One of the mysteries of the English language finally explained.
Beef brisket cured in brine and boiled, served hot typically with cabbage, or cold, sliced for sandwiches.
- ‘Irish immigrants living in New York City's Lower East Side substituted more economical corned beef for their traditional dish of Irish bacon, borrowing the idea from their Jewish neighbors.’
- ‘This unctuous purée is good served with barbecued lamb cutlets and a green salad, or with cold corned beef or ham.’
- ‘Come March 17, many Americans and other people around the world will don green clothes, dine on corned beef and cabbage, and quench their thirst with a pint of Guinness Stout.’
- ‘I hiked over to the Carnegie Deli on 7th and got us chicken soup, potato salad, soft drinks and a couple of corned beef sandwiches the size of Pontiacs.’
- ‘I'd been in the middle of preparing one of our favourite meals: cauliflower cheese garnished with crispy bacon, served with sliced cold corned beef and good quality boiled potatoes.’
- ‘And it wanted to outfit its plants with facilities for preparing cooked meats like pastrami, corned beef, and kabobs.’

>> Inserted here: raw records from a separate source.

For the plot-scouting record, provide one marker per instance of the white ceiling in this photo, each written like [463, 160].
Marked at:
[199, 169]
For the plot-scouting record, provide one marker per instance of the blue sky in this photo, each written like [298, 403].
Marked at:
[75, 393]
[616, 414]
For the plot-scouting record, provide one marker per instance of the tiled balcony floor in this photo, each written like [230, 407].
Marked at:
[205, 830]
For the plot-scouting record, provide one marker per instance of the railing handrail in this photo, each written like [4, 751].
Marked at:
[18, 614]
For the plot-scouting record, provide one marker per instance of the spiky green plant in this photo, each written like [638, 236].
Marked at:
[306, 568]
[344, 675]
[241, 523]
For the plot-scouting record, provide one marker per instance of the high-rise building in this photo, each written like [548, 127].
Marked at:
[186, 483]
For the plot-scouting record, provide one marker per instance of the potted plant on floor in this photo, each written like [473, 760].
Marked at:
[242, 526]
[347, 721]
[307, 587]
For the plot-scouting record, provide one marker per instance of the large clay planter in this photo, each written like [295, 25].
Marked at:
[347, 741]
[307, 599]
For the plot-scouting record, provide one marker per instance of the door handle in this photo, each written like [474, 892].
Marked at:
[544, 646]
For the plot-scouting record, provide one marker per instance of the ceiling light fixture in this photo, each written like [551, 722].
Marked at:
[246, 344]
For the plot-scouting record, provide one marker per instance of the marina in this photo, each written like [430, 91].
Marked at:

- ‘This time, her mother had given her corned beef.’
- ‘If you're in the mood for corned beef and cabbage but don't have time to slowly simmer the beef, try using sausage instead.’
- ‘We made a date, after I assured him that corned beef would be satisfactory.’
- ‘Then one day you chomp a Reuben and your front teeth stay in the corned beef.’
- ‘It's not easy to find corned beef that isn't heavily salted.’
- ‘Everything was tasty and dependable, but not as good as 2nd Ave. soup or Katz's corned beef.’
- ‘Zone in on those oversized sandwiches built with hot corned beef or pastrami served on soft, sturdy, seedless rye.’
- ‘I love my reubens and I love my corned beef and cabbage and all that good stuff.’
- ‘During the Napoleonic wars the British army was supplied principally with corned beef which was cured in and exported from the port of Cork.’
- ‘A secretary in this building brought in enough corned beef and cabbage for everyone to enjoy a nice Irish lunch.’
- ‘At least we knew there would be a feast that evening - corned beef and fried chicken with mango ice cream for dessert.’
- ‘They're best with cold meat, even the humble but satisfying corned beef.’
- ‘We brought wine and Ruth provided a huge dish of corned beef and beans and vegetables, ‘nourishing stew’, I think a friend called it.’
- ‘She ordered one of her favorite meals - corned beef and cabbage.’
Early 17th century: corned, in the sense ‘preserved in salt water’, + beef.